Her recommendations won’t come as a surprise (i.e. something needs to be done about social media), and feel a bit tacked on to the larger work. But the takeaway message here from Walter, both professionally and personally, is a powerful one: Don’t give up hope … yet.

-Jeremy Fugleberg

Power and Protest: Global Revolution and the Rise of Détente | Jeremi Suri | Harvard University Press

Power and Protest

In this historical nonfiction, Jeremi Suri, a professor at UT Austin, examines the relationship between global social protest and diplomacy during the 1960s. From Charles de Gaulle to Martin Luther King Jr., he covers leaders and activists across three continents to illustrate the impact of social unrest while offering an analysis of how leaders have confronted geopolitical issues despite differences in socio-cultural influences. Suri outlines how Cold War sentiment led to, what he coins as, the “Global Disruption”—a string of movements that transcended borders and socio-political perspectives despite their shared affinity for condemning false promises associated with the Cold War zeitgeist. The Global Disruption eventually prompted global leaders to détente which Suri critiques as a catalyst for isolating the public from politics and, in turn, constructing political predictability. Though provocative, the argument Suri unravels is an increasingly timely and contemporary approach to utilizing a historical framework to approach international affairs in today’s society—particularly when it involves responding to protest movements and addressing the political power structure.

-Melissa Metos

She Said: Breaking the Sexual Harassment Story That Helped Ignite a Movement | Jodi Kantor and Megan Twohey | Penguin Random House

She Said: Breaking the Sexual Harassment Story That Helped Ignite a Movement

“She Said: Breaking the Sexual Harassment Story That Helped Ignite a Movement” is a non-fiction book written by New York Times investigative reporters Jodi Kantor and Megan Twohey. Published in 2019, the book recounts the investigative journalism that exposed the sexual harassment allegations against Harvey Weinstein, helping spur the global #MeToo movement.
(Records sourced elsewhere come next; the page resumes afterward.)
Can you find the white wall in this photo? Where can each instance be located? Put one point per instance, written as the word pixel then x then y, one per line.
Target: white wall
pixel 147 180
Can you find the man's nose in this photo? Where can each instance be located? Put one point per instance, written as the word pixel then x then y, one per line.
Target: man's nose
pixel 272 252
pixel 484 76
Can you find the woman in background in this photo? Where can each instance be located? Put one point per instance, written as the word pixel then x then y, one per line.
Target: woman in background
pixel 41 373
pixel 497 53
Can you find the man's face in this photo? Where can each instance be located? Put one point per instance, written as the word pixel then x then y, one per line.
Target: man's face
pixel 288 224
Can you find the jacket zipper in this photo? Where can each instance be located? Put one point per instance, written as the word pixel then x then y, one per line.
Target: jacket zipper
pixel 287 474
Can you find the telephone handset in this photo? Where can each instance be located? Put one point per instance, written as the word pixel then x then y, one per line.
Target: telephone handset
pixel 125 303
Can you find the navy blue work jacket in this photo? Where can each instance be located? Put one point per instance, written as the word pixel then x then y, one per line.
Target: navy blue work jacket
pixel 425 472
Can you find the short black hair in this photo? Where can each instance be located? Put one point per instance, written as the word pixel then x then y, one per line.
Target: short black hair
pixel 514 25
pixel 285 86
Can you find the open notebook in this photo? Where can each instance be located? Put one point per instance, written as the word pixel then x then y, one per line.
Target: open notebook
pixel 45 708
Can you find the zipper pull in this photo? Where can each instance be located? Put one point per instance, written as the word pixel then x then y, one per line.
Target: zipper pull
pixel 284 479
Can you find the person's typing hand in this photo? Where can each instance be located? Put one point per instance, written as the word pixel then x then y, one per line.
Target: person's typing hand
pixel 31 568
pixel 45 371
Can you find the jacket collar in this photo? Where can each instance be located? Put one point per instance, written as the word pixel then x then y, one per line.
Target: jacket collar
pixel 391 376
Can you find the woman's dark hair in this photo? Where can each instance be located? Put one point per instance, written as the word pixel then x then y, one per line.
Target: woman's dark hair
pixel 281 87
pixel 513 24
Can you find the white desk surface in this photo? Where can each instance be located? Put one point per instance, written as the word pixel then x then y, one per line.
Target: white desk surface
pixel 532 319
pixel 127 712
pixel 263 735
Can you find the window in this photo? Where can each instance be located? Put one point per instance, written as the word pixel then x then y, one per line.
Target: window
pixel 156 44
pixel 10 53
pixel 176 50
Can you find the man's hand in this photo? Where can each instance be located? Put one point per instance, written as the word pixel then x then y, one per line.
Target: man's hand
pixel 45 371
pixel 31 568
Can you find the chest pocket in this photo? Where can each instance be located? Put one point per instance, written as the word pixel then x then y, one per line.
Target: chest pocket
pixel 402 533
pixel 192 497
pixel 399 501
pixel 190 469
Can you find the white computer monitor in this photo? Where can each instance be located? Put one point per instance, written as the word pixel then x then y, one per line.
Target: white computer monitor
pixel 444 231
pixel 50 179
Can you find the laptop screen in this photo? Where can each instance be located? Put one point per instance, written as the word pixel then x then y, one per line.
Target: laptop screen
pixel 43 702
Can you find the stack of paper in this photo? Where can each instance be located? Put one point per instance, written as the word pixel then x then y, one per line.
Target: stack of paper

“She Said” offers a compelling account of the successes and challenges Kantor and Twohey faced while breaking the pivotal story in 2017. Written by the journalists themselves, the book truly goes “beyond the headlines,” offering a deep understanding of this groundbreaking investigation that helped accelerate a movement.

A 2022 movie of the same name, directed by Maria Schrader and featuring Zoe Kazan as Kantor and Carey Mulligan as Twohey, brings the book to a new medium, one of which is just as captivating as the book. I highly recommend both.

-Whitney DeVries

Demon Copperhead | Barbara Kingsolver | Harper

Demon Copperhead

This is a book full of emotional rawness and harsh realities that will linger in your mind for a long time. The desperate struggle our main character Damon faces through poverty, foster care and drug addiction will break your heart. Despite this, the determination and hope that eventually surfaces through this book is a lesson for all of us in these exceptionally difficult times. Born to a drug addicted mother, into intense poverty, with little childhood to speak of and living through the opioid crisis, it seems that there is little cause for hope. Oftentimes, the best books can be difficult to read. This book is no exception, although I very nearly gave up, I’m so glad I persevered. Through all the hardships Damon faced in his life, he still thought of others, helped his friends and learned to observe behavior first before responding sharply. The many lessons from this book include painful examples of how social and healthcare has failed so many struggling in America, the strain foster care systems are often under and the role schools need to play in drug education.

-Beki Adams

The views presented in this article are the author’s own and do not necessarily represent the views of any other organization.